Artificial Intelligence (AI) refers to computer systems that can perform tasks that require human intelligence, such as visual perception, decision-making, and language understanding [1]. Natural Language Processing (NLP), a crucial field in AI, focuses on the interaction between human language and computer systems [2]. NLP algorithms are capable of analyzing and generating human language, making them valuable tools in various sectors, including healthcare [2].

In the healthcare sector, NLP can be applied in several ways, such as in clinical documentation, coding and billing, monitoring drug safety, and keeping track of patients [3–5]. Large Language Models (LLMs) are a type of NLP model that can perform various language tasks, such as text completion, summarization, translation, and question-answering [6]. LLMs are trained on massive amounts of text data and can generate human-like responses to natural language queries [6, 7].

ChatGPT is a Large Language Model (LLM) developed by OpenAI, capable of performing a diverse array of natural language tasks [8]. At the moment, ChatGPT is arguably the most well-known, commercially available LLM. Its widespread accessibility appeals to a broad audience, including medical trainees and physicians, who are likely to be curious about its performance in a clinical setting.

A study recently found that ChatGPT was able to accurately answer biomedical and clinical questions on the United States Medical Licensing Examination (USMLE) at a level that approached or exceeded the passing threshold [9]. The study also found that ChatGPT’s accuracy was characterized by high concordance and density of insight, indicating its potential to generate novel insights and assist in medical education [9]. While these results have ignited discussions around potential implications for ChatGPT in healthcare, they also highlight the potential use of this tool in medical education.

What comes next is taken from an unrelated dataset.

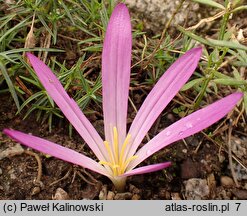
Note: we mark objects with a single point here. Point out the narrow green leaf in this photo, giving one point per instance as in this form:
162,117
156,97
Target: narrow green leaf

Whereas the ability of ChatGPT to answer concise, encyclopedic questions have been studied, the quality of its responses to complex medical cases remains unclear [10].

In this study, we aim to evaluate ChatGPT’s performance as a diagnostic tool for complex clinical cases to explore its diagnostic accuracy, the cognitive load of its answers, and the overall relevance of its responses. We aim to understand the potential benefits and limitations of ChatGPT in clinical education.

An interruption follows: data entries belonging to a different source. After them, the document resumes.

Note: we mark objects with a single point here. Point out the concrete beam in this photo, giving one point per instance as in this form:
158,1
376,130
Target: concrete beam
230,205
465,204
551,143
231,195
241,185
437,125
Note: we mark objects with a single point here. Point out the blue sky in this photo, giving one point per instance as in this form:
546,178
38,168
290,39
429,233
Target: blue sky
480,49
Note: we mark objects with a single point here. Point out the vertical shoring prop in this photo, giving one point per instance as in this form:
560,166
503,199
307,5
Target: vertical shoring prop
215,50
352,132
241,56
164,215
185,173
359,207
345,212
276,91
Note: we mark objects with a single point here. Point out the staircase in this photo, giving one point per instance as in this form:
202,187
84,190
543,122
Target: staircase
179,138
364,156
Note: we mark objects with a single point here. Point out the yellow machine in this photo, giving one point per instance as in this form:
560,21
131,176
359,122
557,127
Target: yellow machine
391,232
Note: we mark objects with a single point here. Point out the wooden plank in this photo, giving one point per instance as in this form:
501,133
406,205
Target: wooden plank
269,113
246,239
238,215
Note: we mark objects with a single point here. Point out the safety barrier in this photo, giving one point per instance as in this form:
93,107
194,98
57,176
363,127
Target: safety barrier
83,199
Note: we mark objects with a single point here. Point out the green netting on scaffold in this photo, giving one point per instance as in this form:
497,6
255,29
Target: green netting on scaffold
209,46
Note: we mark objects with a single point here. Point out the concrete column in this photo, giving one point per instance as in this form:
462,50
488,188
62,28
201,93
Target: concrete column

ChatGPT is powered by Generative Pre-trained Transformer (GPT) 3.5, an LLM trained on a massive dataset of text with over 400 billion words from the internet including books, articles, and websites [8]. However, this dataset is private and therefore lacks transparency as users have no convenient means to validate the accuracy or the source of the information being generated. We plan to conduct qualitative analysis to evaluate the quality of medical information ChatGPT provides.

While ChatGPT is able to generate novel responses that closely resemble natural human language [11] it lacks genuine comprehension of the content it receives or produces.

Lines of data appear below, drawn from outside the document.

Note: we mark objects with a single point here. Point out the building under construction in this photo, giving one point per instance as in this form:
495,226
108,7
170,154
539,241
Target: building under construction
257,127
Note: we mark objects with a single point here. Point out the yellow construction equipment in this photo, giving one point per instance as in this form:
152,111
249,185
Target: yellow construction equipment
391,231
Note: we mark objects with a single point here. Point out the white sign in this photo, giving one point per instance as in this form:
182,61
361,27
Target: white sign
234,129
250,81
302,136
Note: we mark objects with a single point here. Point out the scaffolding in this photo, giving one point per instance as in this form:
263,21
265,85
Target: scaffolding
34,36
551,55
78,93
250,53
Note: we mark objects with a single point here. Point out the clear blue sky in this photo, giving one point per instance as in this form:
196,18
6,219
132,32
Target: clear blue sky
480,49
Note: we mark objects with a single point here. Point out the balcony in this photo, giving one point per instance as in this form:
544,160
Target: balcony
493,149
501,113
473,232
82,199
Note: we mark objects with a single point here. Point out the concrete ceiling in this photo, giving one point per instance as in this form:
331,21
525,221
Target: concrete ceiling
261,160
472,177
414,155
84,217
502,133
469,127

Once again, this underscores the importance of evaluating the responses provided by ChatGPT. While responses may sound grammatically correct and offer correct medical information, it is essential to assess the overall relevance to the medical question at hand as to not mislead medical trainees.

Medscape Clinical Challenges include complex cases that are designed to challenge the knowledge and diagnostic skills of healthcare professionals [12]. The cases are often based on real-world scenarios and may involve multiple comorbidities, unusual presentations, and diagnostic dilemmas [12]. By employing these challenges, we can evaluate ChatGPT’s ability to answer medical queries, diagnose conditions, and select appropriate treatment plans in a context that closely resembles actual clinical practice [13].

Materials and methods

Artificial intelligence

ChatGPT operates as a server-based language model, meaning it cannot access the internet. All responses are generated in real-time, relying on the abstract associations between words ("tokens") within the neural network. This constraint mirrors real-life clinical settings where professionals do not have the freedom to easily access additional scientific literature and also allows us to accurately evaluate ChatGPT’s knowledge.

Input source

We tested the performance of ChatGPT in answering Medscape Clinical Challenges. These complex cases are designed to challenge the knowledge and diagnostic skills of healthcare professionals [12]. These challenges present a clinical scenario that includes patient history, physical examination findings, and laboratory or imaging results. Healthcare professionals are required to make a diagnosis or choose an appropriate treatment plan using multiple-choice questions [12]. Feedback is provided after each answer with explanations of the correct diagnosis and treatment plan. The distribution of answer options selected by Medscape users is also provided. This feedback mechanism allows an accurate evaluation of ChatGPT’s responses compared to correct answers and also allows us to directly compare its thought process and decision making to healthcare professionals.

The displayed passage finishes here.